Unlocking Peak Performance on Qualcomm NPU with LiteRT

Published: (December 17, 2025 at 05:12 AM EST)
5 min read

Source: Google Developers Blog

Overview

NOV 24, 2025

Lu Wang – Senior Staff Software Engineer

Modern smartphones feature sophisticated SoCs (system‑on‑a‑chip), composed of CPU, GPU, and NPU, which enable compelling on‑device GenAI experiences that are far more interactive and real‑time than their server‑only counterparts. The GPU is the most ubiquitous accelerator for AI tasks, with GPU compute available on roughly 90 % of all Android devices. However, relying solely on the GPU can create performance bottlenecks—especially when building complex, interactive GenAI experiences.

Example scenario

  • Run a compute‑intensive, text‑to‑image generation model on‑device.
  • Simultaneously process the live camera feed with an ML‑based segmentation model.

Even the most powerful mobile GPU will struggle under this combined load, resulting in jarring frame drops and a broken user experience.

Video (placeholder)

Sorry, your browser doesn’t support playback for this video.

GPU vs.
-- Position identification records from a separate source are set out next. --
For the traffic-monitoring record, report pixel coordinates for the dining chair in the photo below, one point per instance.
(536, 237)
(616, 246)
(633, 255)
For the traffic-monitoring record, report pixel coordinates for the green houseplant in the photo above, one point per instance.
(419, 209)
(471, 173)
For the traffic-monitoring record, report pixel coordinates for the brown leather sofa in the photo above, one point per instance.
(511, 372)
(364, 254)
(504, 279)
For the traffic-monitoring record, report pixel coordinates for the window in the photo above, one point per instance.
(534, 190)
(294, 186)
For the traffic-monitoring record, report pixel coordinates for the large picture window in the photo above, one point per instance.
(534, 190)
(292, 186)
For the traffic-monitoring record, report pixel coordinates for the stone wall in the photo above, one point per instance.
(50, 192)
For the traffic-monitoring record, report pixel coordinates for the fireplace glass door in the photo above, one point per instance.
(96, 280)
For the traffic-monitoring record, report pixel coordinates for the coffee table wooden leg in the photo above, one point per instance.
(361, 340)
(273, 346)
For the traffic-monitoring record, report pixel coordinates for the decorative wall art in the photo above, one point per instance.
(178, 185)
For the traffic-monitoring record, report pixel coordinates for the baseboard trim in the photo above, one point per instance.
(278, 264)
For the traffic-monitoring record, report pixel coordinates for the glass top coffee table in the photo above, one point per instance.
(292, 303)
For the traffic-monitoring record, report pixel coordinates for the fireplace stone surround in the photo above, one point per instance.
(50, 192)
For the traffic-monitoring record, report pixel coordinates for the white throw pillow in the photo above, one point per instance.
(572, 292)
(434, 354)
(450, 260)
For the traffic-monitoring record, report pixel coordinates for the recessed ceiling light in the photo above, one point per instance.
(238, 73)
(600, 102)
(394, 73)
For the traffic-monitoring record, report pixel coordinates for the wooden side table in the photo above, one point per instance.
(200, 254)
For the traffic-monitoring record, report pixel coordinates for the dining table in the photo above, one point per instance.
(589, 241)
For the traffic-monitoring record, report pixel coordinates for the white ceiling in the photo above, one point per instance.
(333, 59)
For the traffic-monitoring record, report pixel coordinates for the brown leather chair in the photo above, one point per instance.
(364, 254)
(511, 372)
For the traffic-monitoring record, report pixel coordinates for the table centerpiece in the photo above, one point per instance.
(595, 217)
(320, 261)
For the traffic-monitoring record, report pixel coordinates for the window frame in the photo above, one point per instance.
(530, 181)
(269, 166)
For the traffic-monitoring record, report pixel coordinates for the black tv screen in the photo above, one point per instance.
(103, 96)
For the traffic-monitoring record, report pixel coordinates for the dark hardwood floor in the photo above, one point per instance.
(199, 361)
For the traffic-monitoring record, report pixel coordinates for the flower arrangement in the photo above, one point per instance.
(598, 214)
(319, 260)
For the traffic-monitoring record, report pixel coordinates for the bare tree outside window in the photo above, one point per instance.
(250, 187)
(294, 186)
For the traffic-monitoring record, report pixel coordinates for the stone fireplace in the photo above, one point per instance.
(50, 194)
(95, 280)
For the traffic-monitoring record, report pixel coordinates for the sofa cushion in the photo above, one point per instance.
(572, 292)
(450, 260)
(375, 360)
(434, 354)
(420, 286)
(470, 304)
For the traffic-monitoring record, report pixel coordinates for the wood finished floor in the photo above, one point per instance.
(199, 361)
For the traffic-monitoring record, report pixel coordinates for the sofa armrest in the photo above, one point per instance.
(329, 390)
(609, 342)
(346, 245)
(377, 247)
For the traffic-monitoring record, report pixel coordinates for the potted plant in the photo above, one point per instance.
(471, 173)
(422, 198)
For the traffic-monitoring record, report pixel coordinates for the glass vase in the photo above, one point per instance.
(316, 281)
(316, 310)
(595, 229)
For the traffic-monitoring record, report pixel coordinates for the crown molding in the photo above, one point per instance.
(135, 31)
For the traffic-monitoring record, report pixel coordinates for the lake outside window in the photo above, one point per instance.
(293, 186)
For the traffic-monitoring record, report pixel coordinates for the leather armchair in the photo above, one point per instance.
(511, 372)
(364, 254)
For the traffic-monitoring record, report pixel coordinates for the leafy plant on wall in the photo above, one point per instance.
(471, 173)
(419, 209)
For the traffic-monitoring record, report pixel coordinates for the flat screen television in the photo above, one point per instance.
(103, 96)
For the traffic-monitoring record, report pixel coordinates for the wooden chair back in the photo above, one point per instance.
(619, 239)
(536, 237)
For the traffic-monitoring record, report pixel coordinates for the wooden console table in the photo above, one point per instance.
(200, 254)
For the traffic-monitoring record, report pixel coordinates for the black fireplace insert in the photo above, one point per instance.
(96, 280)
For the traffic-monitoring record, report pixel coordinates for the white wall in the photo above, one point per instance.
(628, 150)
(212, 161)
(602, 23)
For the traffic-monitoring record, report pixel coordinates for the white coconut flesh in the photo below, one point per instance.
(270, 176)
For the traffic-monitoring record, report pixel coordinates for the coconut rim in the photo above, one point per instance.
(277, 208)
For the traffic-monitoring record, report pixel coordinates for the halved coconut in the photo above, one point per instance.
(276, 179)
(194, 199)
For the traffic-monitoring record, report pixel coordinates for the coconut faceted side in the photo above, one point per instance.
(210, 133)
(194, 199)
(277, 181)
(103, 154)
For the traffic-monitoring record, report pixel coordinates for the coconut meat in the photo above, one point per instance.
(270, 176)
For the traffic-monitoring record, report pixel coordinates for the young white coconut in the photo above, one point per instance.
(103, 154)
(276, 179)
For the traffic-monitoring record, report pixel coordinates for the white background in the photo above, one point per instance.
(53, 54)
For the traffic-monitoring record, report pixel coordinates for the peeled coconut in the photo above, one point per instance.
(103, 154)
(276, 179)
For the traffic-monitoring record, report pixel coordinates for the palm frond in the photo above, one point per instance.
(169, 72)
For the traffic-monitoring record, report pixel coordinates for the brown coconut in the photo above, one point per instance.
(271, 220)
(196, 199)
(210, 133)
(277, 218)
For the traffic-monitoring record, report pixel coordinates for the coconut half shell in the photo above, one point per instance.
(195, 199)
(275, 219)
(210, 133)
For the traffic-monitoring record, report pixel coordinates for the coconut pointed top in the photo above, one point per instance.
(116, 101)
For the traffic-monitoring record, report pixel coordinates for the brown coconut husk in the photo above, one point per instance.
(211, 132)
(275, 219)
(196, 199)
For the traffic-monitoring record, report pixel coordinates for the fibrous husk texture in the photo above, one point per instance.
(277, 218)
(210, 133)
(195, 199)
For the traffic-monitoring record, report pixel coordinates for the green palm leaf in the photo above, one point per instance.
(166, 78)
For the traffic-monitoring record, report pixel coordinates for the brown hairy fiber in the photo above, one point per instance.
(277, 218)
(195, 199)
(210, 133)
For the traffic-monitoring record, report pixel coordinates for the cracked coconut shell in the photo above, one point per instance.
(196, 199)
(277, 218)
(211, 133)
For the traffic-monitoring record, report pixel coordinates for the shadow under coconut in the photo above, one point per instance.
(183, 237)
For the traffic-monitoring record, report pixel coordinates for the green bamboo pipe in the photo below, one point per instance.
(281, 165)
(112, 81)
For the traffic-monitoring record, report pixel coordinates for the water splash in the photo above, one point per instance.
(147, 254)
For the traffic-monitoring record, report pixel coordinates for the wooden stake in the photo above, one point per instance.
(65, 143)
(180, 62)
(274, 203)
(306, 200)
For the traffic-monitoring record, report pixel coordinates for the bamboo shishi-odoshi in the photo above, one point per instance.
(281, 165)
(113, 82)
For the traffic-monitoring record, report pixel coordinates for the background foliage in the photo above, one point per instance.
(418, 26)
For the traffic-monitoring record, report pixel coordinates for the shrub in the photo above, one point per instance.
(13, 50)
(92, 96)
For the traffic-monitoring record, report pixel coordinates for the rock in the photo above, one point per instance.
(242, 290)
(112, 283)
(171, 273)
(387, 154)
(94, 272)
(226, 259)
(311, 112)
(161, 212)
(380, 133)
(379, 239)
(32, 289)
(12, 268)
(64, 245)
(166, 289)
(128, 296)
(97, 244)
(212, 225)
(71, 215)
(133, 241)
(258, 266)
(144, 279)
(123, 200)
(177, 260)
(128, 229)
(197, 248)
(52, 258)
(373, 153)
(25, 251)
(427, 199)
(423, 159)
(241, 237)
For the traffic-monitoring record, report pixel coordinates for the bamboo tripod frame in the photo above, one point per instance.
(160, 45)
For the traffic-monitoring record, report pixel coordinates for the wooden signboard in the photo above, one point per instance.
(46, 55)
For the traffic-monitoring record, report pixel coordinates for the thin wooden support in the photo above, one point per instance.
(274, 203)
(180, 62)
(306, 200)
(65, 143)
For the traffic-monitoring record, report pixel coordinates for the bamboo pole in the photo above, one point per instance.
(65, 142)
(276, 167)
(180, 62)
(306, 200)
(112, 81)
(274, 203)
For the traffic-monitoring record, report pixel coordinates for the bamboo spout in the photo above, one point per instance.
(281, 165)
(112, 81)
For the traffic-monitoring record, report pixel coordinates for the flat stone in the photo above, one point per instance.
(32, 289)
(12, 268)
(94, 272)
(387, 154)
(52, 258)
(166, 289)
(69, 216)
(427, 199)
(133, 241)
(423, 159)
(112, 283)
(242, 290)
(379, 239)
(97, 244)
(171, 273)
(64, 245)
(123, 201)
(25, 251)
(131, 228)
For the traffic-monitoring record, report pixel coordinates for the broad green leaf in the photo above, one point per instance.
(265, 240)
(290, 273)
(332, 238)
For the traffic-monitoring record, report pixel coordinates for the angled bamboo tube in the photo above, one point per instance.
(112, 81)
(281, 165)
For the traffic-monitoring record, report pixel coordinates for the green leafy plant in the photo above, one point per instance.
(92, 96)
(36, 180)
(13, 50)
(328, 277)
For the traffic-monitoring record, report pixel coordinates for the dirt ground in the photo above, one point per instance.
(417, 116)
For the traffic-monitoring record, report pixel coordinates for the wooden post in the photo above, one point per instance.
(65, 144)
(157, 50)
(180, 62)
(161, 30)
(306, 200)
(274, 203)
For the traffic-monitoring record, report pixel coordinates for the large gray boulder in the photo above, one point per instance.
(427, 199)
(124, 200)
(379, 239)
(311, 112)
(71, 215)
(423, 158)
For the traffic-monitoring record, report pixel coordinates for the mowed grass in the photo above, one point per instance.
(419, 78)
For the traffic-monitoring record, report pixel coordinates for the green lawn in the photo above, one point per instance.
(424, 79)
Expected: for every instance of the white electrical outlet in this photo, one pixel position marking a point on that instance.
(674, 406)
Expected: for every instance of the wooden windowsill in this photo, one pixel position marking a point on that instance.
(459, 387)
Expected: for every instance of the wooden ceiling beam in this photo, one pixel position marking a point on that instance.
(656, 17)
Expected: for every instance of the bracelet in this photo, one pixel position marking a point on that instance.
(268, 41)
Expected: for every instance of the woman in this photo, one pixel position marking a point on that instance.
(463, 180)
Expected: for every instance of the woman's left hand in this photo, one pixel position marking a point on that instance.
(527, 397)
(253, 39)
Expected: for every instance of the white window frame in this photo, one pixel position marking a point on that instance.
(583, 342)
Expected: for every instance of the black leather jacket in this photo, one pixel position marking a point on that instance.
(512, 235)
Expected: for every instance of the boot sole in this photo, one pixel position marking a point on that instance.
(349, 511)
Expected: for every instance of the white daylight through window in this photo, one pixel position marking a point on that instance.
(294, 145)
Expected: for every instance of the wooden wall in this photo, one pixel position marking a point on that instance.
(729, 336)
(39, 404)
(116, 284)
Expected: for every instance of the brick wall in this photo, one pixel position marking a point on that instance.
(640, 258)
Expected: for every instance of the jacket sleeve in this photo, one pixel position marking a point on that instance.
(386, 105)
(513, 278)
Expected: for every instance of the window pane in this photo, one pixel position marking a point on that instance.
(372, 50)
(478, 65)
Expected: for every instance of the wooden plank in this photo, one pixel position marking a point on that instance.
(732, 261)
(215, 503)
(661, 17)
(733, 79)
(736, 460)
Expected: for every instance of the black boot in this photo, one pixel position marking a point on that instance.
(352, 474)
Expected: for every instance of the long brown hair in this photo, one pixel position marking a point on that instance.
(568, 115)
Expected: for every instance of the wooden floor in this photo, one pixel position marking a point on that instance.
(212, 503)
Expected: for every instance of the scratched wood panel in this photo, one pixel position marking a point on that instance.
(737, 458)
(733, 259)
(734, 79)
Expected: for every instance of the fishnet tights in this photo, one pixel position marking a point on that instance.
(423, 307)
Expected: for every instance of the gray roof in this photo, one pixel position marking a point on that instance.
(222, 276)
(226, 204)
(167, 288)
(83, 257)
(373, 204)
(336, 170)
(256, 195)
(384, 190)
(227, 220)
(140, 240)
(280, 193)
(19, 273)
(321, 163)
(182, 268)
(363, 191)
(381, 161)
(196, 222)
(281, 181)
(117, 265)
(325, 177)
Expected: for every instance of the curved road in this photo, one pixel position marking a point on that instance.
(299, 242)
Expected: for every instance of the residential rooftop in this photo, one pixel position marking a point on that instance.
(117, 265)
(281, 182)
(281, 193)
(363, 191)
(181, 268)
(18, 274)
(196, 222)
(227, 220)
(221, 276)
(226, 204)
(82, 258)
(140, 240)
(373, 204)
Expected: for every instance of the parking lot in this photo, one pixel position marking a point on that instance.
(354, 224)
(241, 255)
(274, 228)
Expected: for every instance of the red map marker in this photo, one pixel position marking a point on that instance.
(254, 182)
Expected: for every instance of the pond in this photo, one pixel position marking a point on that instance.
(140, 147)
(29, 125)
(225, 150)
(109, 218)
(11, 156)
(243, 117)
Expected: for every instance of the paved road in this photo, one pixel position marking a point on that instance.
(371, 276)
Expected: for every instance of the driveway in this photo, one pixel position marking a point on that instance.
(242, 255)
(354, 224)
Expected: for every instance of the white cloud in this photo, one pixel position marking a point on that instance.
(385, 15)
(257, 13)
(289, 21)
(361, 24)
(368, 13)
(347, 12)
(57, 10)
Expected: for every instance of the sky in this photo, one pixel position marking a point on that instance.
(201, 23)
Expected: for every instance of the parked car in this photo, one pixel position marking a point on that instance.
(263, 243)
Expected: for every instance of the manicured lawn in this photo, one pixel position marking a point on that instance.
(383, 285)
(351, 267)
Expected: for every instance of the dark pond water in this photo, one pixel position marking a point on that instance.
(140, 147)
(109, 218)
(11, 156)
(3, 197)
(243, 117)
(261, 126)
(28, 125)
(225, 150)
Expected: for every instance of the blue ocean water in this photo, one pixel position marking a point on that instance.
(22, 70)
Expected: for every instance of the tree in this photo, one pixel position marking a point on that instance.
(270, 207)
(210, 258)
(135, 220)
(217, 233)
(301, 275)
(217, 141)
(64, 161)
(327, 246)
NPU/GPU Parallel Processing

Performance bottleneck with full GPU inference (left) and smooth user experience with NPU/GPU parallel processing (right). Captured on Samsung Galaxy S25 Ultra powered by Qualcomm Snapdragon 8 Elite.Performance bottleneck with full GPU inference (left) vs. smooth user experience with NPU/GPU parallel processing (right). Captured on Samsung Galaxy S25 Ultra powered by Qualcomm Snapdragon 8 Elite.

Why the NPU Matters

  • High throughput – Offers tens of TOPS (tera‑operations‑per‑second) of dedicated AI compute, far exceeding what a mobile GPU can sustain.
  • Power efficiency – Delivers far more TOPS per watt than CPUs or GPUs, a critical factor for battery‑operated devices.
  • Ubiquity – No longer a niche feature; over 80 % of recent Qualcomm SoCs now include an NPU.
  • Parallelism – Runs in parallel with the GPU and CPU, allowing heavy AI processing to be offloaded to the NPU while the GPU handles rendering and the CPU manages main‑thread logic.

This modern architecture unlocks the smooth, responsive, and fast performance that contemporary AI applications demand.

Introducing LiteRT Qualcomm AI Engine Direct Accelerator

To bring NPU power to LiteRT, Google’s high‑performance on‑device ML framework, we’re excited to announce a major upgrade: the LiteRT Qualcomm AI Engine Direct (QNN) Accelerator. Developed in close collaboration with Qualcomm, it replaces the previous TFLite QNN delegate.

What’s new for developers?

1. Unified, simplified mobile‑deployment workflow

You no longer have to:

  • Interact with low‑level, vendor‑specific SDKs – LiteRT integrates SoC compilers and runtimes and exposes them through a single, streamlined API.
  • Target individual SoC versions – LiteRT abstracts fragmentation across chips, letting you scale deployments to multiple SoCs simultaneously.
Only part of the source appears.